Five days before his death in 2005, the 2006 Bethe Prize for his work on nuclear astrophysics was announced. Cameron would receive this award for his 50-year-old work on stellar nucleosynthesis, which was still an area of active research.

=== Formation of the Solar System ===
After learning about the 1960 discovery of an excess of xenon-129 due to the radioactive decay of iodine-129 in the Richardton meteorite, Cameron became interested in what the abundances of radioactive isotopes can tell us about the formation of the Solar System and the interstellar medium. In 1975, he gave a seminar at Caltech, titled The Origin of the Solar System, where he outlined a unified model of the formation of the Solar System, from the Sun's formation from the collapse of cloud of gas and dust, the subsequent formation of a protoplanetary disk, to the formation of the gas giants and the terrestrial planets out of material from the disk. When an audience member asked, “What did you do on the seventh day?” he reportedly responded, “I rested.”

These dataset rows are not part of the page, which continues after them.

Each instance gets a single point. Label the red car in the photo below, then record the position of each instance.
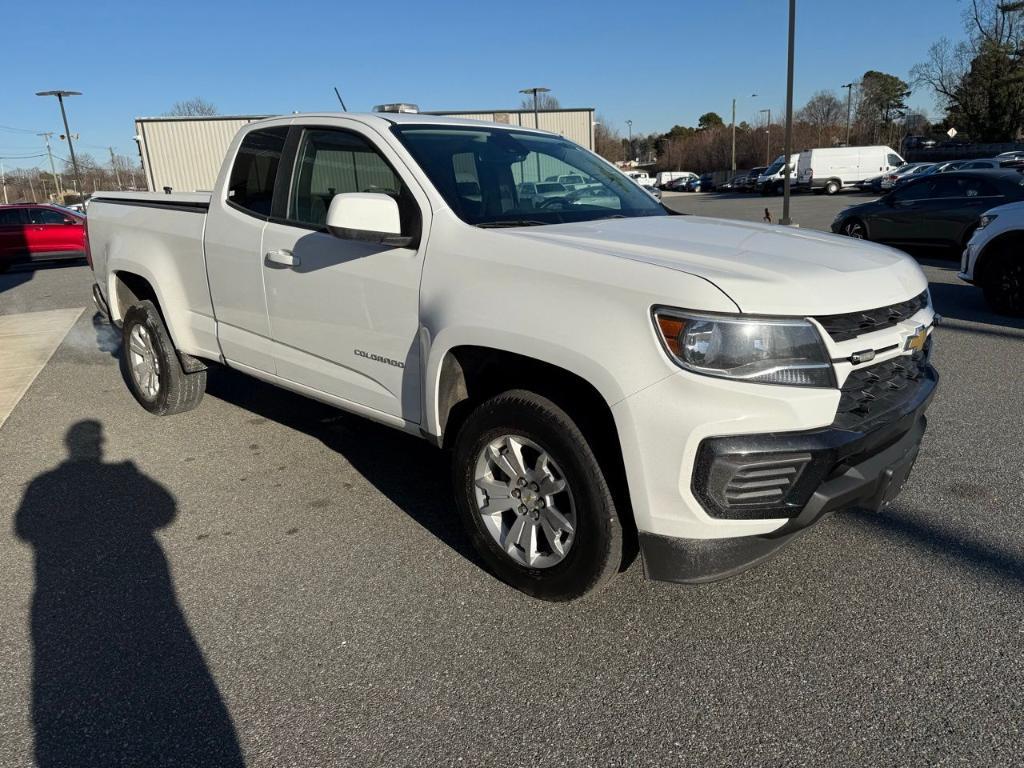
(31, 232)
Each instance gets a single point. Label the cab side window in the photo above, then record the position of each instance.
(10, 217)
(333, 162)
(46, 216)
(255, 170)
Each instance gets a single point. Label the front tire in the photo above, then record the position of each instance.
(1004, 285)
(151, 366)
(534, 498)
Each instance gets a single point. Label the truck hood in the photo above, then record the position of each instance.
(764, 268)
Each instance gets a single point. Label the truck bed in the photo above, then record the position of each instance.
(159, 237)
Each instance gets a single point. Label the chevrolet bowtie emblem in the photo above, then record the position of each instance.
(916, 341)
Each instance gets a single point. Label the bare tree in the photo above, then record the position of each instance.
(544, 101)
(980, 81)
(823, 112)
(192, 108)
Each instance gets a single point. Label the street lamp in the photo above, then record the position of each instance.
(767, 136)
(787, 140)
(849, 101)
(537, 119)
(71, 146)
(753, 95)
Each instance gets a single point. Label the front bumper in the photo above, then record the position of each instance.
(864, 467)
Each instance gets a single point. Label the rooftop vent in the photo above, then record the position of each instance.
(397, 108)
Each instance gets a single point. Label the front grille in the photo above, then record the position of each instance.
(870, 392)
(852, 325)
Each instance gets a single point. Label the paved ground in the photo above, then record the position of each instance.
(268, 582)
(813, 211)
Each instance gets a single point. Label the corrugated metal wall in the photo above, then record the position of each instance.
(185, 154)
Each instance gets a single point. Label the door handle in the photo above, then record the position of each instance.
(282, 257)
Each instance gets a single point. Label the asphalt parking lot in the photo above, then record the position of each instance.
(287, 585)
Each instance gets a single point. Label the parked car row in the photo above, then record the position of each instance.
(32, 231)
(955, 210)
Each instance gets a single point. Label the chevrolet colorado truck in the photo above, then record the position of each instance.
(608, 377)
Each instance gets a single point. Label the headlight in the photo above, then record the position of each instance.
(763, 350)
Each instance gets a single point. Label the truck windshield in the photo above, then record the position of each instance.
(479, 172)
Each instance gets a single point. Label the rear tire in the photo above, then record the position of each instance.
(552, 544)
(855, 228)
(1004, 285)
(151, 366)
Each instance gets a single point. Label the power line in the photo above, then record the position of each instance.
(15, 130)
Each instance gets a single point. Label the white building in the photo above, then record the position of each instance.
(185, 154)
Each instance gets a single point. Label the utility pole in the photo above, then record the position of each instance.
(114, 165)
(849, 103)
(785, 220)
(733, 135)
(767, 137)
(71, 145)
(49, 154)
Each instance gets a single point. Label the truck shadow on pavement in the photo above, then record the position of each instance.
(421, 488)
(118, 678)
(961, 549)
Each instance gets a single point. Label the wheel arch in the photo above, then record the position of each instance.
(469, 374)
(994, 247)
(128, 287)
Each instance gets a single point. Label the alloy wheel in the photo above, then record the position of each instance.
(524, 502)
(142, 361)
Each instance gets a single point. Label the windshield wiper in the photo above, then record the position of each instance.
(511, 222)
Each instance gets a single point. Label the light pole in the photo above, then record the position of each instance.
(71, 145)
(767, 137)
(787, 150)
(753, 95)
(537, 119)
(49, 153)
(849, 103)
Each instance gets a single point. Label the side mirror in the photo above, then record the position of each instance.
(370, 217)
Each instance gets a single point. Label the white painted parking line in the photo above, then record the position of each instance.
(27, 342)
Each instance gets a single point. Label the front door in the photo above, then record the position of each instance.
(231, 241)
(53, 231)
(344, 314)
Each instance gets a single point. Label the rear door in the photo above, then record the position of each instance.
(344, 313)
(232, 241)
(957, 218)
(12, 240)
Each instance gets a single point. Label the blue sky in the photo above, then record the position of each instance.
(658, 64)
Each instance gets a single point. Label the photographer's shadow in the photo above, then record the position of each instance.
(118, 679)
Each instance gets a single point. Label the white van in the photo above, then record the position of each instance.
(664, 177)
(640, 177)
(835, 168)
(773, 177)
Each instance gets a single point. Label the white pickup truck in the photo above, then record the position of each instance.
(607, 376)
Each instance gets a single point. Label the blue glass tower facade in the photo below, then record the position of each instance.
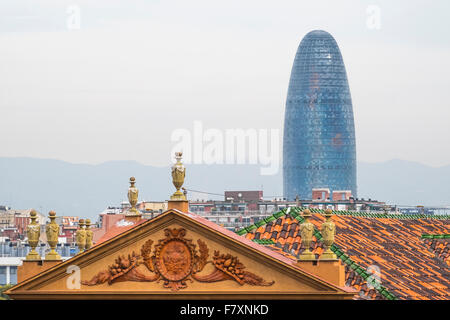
(319, 133)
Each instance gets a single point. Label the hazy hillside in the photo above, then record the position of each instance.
(85, 190)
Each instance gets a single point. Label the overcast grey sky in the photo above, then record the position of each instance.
(116, 88)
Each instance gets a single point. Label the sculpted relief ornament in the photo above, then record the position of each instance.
(174, 261)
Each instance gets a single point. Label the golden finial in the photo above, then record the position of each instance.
(328, 230)
(33, 234)
(178, 174)
(133, 193)
(306, 232)
(52, 232)
(81, 236)
(89, 234)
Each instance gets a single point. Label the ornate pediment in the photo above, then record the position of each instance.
(175, 261)
(177, 254)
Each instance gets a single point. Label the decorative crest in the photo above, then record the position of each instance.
(133, 194)
(33, 234)
(328, 230)
(178, 174)
(176, 261)
(52, 232)
(306, 232)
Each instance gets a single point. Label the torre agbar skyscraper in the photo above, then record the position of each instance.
(319, 133)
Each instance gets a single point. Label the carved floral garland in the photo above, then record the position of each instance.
(174, 261)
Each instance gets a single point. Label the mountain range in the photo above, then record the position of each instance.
(85, 190)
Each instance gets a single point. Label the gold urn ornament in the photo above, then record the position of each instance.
(133, 194)
(178, 174)
(89, 234)
(52, 232)
(306, 232)
(81, 236)
(33, 234)
(328, 231)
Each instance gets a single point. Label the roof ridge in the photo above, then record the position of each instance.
(285, 211)
(435, 236)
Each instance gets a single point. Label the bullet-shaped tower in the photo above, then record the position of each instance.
(319, 148)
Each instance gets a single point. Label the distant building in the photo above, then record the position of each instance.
(243, 208)
(319, 134)
(13, 222)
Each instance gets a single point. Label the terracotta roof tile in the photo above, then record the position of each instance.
(409, 266)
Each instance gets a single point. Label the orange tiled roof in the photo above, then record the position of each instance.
(373, 246)
(440, 247)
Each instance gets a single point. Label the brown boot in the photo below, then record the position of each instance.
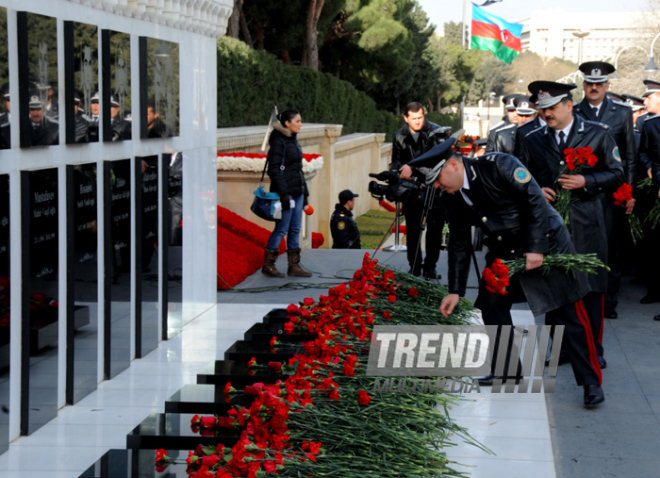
(269, 268)
(295, 269)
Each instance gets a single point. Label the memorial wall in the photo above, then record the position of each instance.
(93, 200)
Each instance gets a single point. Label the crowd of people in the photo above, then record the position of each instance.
(520, 188)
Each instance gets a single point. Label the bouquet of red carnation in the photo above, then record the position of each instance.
(621, 197)
(576, 160)
(497, 277)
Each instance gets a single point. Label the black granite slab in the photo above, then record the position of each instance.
(261, 332)
(204, 399)
(261, 351)
(236, 372)
(173, 431)
(135, 464)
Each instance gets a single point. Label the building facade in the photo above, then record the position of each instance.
(107, 190)
(550, 33)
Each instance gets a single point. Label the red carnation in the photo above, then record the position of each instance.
(363, 398)
(496, 277)
(208, 421)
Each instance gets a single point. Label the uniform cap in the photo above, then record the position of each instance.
(635, 102)
(524, 106)
(549, 93)
(346, 195)
(596, 71)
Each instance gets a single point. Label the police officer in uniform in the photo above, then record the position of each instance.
(121, 129)
(649, 151)
(596, 106)
(527, 127)
(345, 233)
(497, 194)
(416, 137)
(544, 156)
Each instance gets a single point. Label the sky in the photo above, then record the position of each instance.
(441, 11)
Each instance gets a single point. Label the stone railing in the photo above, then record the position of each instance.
(347, 161)
(206, 17)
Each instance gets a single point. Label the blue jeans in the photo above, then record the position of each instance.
(288, 226)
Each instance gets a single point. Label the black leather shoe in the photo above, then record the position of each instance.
(593, 395)
(431, 274)
(488, 380)
(650, 299)
(611, 314)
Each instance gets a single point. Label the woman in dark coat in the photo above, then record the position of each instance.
(286, 179)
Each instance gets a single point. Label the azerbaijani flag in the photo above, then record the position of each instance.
(495, 34)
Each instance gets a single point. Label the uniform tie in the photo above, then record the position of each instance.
(562, 142)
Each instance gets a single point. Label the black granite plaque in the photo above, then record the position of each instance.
(5, 136)
(82, 282)
(4, 312)
(40, 238)
(159, 94)
(173, 245)
(116, 77)
(37, 74)
(118, 266)
(81, 51)
(147, 316)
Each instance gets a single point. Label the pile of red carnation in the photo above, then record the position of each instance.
(299, 425)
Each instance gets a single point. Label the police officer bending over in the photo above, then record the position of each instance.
(498, 194)
(345, 234)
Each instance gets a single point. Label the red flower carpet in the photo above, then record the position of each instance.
(324, 416)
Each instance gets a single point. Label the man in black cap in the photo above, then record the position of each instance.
(416, 137)
(545, 156)
(93, 118)
(536, 121)
(478, 147)
(596, 106)
(43, 130)
(121, 129)
(5, 120)
(345, 233)
(81, 124)
(501, 134)
(649, 152)
(497, 194)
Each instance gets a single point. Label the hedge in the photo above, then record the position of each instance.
(250, 82)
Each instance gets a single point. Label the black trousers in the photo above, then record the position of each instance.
(577, 342)
(594, 303)
(413, 211)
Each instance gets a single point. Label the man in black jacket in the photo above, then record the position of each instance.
(597, 106)
(649, 152)
(345, 233)
(545, 150)
(415, 138)
(497, 194)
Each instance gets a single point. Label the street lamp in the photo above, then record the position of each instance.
(580, 34)
(651, 66)
(491, 97)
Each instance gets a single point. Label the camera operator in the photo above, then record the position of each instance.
(415, 138)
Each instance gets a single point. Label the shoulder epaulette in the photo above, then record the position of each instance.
(534, 131)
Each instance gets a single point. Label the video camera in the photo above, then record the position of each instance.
(395, 188)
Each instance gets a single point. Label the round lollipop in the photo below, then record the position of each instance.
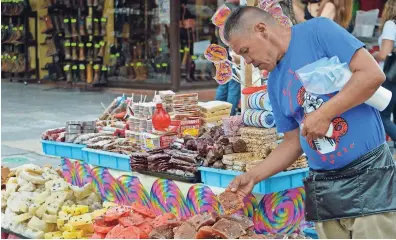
(223, 72)
(216, 53)
(221, 15)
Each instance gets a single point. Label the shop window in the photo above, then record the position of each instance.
(196, 33)
(141, 52)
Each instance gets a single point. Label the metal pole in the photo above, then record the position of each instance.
(174, 38)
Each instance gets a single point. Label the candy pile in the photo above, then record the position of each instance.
(178, 162)
(34, 199)
(76, 128)
(55, 134)
(167, 100)
(186, 105)
(213, 112)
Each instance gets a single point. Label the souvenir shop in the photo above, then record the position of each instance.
(149, 44)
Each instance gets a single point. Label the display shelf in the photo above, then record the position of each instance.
(62, 149)
(107, 159)
(310, 232)
(279, 182)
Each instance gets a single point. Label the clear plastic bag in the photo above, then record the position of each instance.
(330, 75)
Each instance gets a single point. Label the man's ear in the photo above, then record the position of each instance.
(261, 28)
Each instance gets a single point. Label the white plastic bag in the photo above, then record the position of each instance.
(330, 75)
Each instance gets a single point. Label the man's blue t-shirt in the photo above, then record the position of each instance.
(356, 131)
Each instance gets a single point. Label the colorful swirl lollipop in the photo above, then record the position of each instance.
(111, 184)
(223, 72)
(134, 190)
(84, 173)
(216, 53)
(100, 187)
(200, 198)
(167, 197)
(280, 212)
(68, 170)
(251, 205)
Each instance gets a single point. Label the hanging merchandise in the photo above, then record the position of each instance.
(75, 33)
(161, 119)
(17, 40)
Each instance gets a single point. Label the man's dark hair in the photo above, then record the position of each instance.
(235, 21)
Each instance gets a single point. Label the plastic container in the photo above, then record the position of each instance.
(107, 159)
(279, 182)
(62, 149)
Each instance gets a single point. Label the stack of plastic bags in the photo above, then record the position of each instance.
(213, 112)
(259, 113)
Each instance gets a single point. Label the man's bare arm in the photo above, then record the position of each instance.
(367, 77)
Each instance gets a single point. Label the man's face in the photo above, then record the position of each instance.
(255, 47)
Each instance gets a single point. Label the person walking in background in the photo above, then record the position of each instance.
(387, 42)
(351, 187)
(340, 11)
(231, 91)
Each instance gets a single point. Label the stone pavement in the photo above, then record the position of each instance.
(27, 111)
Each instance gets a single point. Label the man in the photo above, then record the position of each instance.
(231, 91)
(351, 188)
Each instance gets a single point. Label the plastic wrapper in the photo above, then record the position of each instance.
(330, 75)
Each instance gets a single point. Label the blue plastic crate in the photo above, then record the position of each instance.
(62, 149)
(107, 159)
(279, 182)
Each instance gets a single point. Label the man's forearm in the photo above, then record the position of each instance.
(355, 92)
(281, 158)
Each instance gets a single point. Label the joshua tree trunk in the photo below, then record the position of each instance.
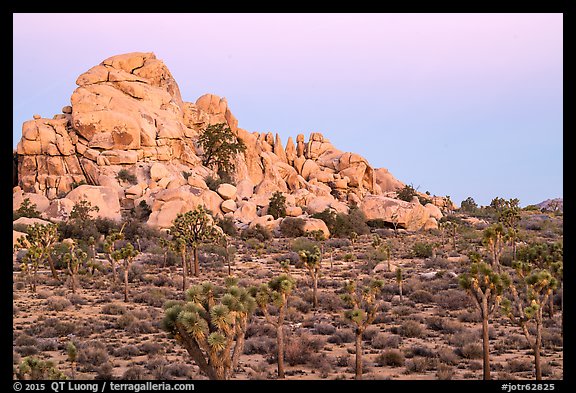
(315, 291)
(280, 338)
(358, 353)
(538, 345)
(184, 273)
(126, 283)
(73, 282)
(196, 266)
(485, 339)
(280, 342)
(53, 268)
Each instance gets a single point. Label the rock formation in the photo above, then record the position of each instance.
(128, 137)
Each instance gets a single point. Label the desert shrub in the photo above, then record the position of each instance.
(343, 360)
(342, 336)
(134, 373)
(552, 338)
(104, 372)
(24, 339)
(259, 345)
(91, 355)
(299, 349)
(419, 365)
(125, 175)
(324, 328)
(464, 337)
(411, 329)
(303, 243)
(48, 344)
(444, 372)
(292, 227)
(422, 250)
(519, 365)
(471, 351)
(76, 299)
(448, 356)
(470, 316)
(423, 351)
(337, 243)
(227, 225)
(113, 309)
(443, 324)
(390, 358)
(27, 350)
(370, 333)
(127, 351)
(383, 340)
(436, 263)
(299, 304)
(152, 296)
(329, 301)
(349, 257)
(57, 303)
(257, 232)
(453, 299)
(150, 348)
(421, 296)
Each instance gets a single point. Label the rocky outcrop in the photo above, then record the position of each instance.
(127, 136)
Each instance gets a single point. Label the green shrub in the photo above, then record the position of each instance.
(125, 175)
(26, 209)
(292, 227)
(277, 205)
(213, 182)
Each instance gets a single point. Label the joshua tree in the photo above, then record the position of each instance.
(165, 245)
(127, 255)
(493, 238)
(72, 353)
(313, 262)
(364, 305)
(509, 217)
(194, 228)
(530, 292)
(399, 281)
(110, 247)
(74, 258)
(211, 329)
(276, 293)
(547, 256)
(39, 242)
(485, 287)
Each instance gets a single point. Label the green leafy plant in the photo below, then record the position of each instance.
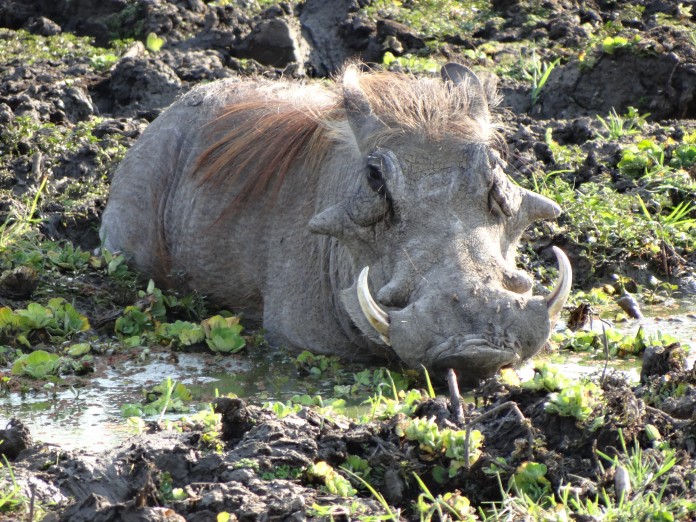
(612, 43)
(332, 481)
(416, 64)
(530, 479)
(169, 395)
(546, 378)
(38, 365)
(619, 126)
(537, 71)
(222, 334)
(578, 400)
(315, 365)
(450, 506)
(183, 333)
(154, 43)
(11, 497)
(58, 319)
(434, 442)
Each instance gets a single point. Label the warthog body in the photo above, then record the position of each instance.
(273, 198)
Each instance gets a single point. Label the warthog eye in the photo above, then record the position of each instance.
(497, 198)
(376, 180)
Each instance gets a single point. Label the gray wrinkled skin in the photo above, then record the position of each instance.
(441, 253)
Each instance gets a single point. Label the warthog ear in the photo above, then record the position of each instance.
(362, 120)
(466, 79)
(346, 217)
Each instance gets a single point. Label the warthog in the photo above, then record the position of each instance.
(367, 219)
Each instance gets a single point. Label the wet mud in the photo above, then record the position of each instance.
(261, 470)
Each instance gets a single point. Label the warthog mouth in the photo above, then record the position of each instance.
(472, 357)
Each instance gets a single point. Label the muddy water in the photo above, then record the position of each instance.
(90, 417)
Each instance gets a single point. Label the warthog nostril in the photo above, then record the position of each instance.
(517, 281)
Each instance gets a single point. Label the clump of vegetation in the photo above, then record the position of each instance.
(169, 395)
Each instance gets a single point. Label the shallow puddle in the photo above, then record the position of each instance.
(90, 417)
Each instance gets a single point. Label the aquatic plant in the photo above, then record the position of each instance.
(579, 400)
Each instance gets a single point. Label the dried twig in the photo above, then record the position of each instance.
(455, 398)
(490, 413)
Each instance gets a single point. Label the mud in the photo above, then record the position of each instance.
(59, 92)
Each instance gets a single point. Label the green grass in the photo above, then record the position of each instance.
(30, 48)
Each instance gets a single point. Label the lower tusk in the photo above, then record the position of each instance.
(559, 295)
(377, 317)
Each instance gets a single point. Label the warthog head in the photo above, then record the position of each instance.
(432, 228)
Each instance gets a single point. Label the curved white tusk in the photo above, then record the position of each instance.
(559, 295)
(377, 317)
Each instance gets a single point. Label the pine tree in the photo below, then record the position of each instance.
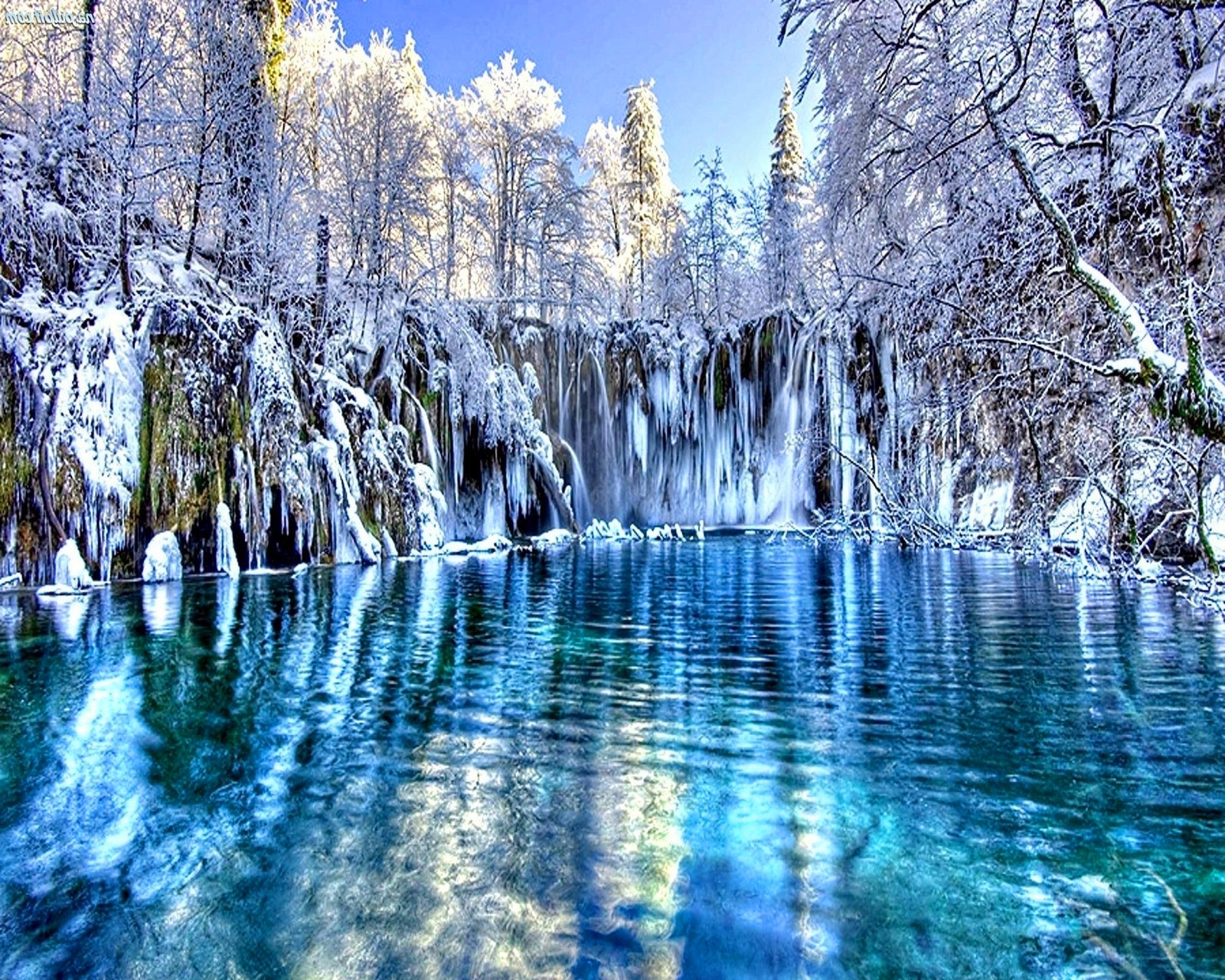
(786, 191)
(648, 188)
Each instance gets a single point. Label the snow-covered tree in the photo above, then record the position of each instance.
(514, 120)
(784, 204)
(604, 159)
(377, 138)
(648, 189)
(714, 247)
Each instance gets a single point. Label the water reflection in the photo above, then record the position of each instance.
(738, 760)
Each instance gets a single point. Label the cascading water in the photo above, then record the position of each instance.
(661, 426)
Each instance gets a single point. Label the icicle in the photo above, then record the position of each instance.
(227, 557)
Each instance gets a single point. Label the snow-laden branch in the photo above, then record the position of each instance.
(1191, 394)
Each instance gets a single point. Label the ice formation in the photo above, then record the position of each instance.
(71, 573)
(163, 560)
(227, 557)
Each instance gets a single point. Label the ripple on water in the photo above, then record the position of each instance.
(749, 759)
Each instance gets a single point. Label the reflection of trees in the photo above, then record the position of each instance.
(737, 760)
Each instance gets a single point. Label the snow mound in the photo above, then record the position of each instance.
(163, 561)
(555, 538)
(490, 545)
(71, 573)
(606, 531)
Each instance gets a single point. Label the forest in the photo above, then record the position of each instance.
(253, 269)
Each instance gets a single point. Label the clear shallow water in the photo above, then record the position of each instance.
(733, 760)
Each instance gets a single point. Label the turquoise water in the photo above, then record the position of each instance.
(733, 760)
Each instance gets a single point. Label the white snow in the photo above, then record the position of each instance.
(227, 557)
(555, 538)
(163, 561)
(990, 506)
(493, 544)
(70, 569)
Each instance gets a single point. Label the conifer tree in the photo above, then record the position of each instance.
(648, 188)
(783, 208)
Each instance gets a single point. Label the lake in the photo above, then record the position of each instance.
(739, 759)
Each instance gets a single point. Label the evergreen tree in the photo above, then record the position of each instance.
(783, 208)
(648, 189)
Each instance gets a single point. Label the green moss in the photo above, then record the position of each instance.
(183, 453)
(16, 466)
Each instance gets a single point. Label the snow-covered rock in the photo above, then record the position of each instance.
(555, 538)
(989, 508)
(71, 573)
(227, 557)
(1082, 522)
(163, 561)
(609, 531)
(493, 544)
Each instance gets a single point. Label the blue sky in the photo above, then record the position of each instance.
(717, 67)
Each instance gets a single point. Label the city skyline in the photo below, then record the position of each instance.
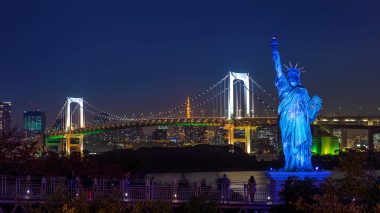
(130, 58)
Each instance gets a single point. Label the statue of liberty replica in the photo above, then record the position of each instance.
(297, 111)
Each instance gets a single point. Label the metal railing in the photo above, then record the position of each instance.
(41, 188)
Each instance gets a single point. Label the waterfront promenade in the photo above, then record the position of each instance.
(19, 192)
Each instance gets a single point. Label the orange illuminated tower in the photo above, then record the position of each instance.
(188, 107)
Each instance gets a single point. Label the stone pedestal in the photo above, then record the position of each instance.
(277, 179)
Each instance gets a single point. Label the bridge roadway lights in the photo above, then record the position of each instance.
(248, 130)
(66, 143)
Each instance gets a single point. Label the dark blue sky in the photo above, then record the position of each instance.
(126, 57)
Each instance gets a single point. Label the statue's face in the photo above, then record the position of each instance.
(293, 78)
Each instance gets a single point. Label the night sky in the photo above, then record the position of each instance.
(126, 57)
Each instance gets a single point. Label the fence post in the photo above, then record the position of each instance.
(247, 197)
(147, 189)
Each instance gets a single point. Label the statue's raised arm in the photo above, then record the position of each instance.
(276, 56)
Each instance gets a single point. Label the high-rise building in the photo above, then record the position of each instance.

=== Formation of the Moon ===
Samples brought back from the Apollo program showed that the Moon was composed of the same material as the mantle of the Earth. This surprising result was still unexplained in the early 1970s, when Cameron began work on an explanation of the Moon's origins. He theorized that the formation of the Moon was the result of a tangential impact of an object at least the size of Mars on the early Earth. In this model, the outer silicates of the body hitting the Earth would be vaporized, whereas a metallic core would not. The more volatile materials that were emitted during the collision would escape the Solar System, whereas silicates would tend to coalesce. Hence, most of the collisional material sent into orbit would consist of silicates, leaving the coalescing Moon deficient in iron and volatile materials, such as water.

After seeing William Hartmann present a similar, independent model at a conference in 1974, Cameron began a several decade-long collaboration with Hartmann to develop the giant-impact hypothesis. Cameron was able to use increasingly sophisticated computer models to show that such a collision could produce an Earth-Moon system with the correct mass, spin, and orbital momentum. The giant-impact theory gained mainstream acceptance as the scientific explanation for the origin of the Moon beginning in the 1980s.

After his retirement from Harvard in 1999, Cameron held a position at the Lunar and Planetary Laboratory of the University of Arizona.

== Awards and recognition ==

- 1961 Fellow of the Royal Society of Canada
- 1970 R.M. Petrie Prize Lecture Award of the Canadian Astronomical Society
- 1972 Fellow of the American Physical Society
- 1976 Member of the National Academy of Sciences
- 1983 NASA Distinguished Public Service Medal
- 1988 J. Lawrence Smith Medal of the National Academy of Sciences
- 1989 Harry H. Hess Medal of the American Geophysical Union
- 1994 Leonard Medal of the Meteoritical Society
- 1997 Henry Norris Russell Lectureship of the American Astronomical Society
- 2006 Hans Bethe Prize of the American Physical Society

== Personal life ==
Cameron married Elizabeth MacMillan in 1955. She died in 2001.

While Cameron became a naturalized United States citizen in 1963 in order to receive the security clearances necessary to work in the US space program, he frequently returned to visit his native Canada and remained active in Canadian politics throughout his life.

Cameron died on October 3, 2005, from heart failure. He was 80 years old.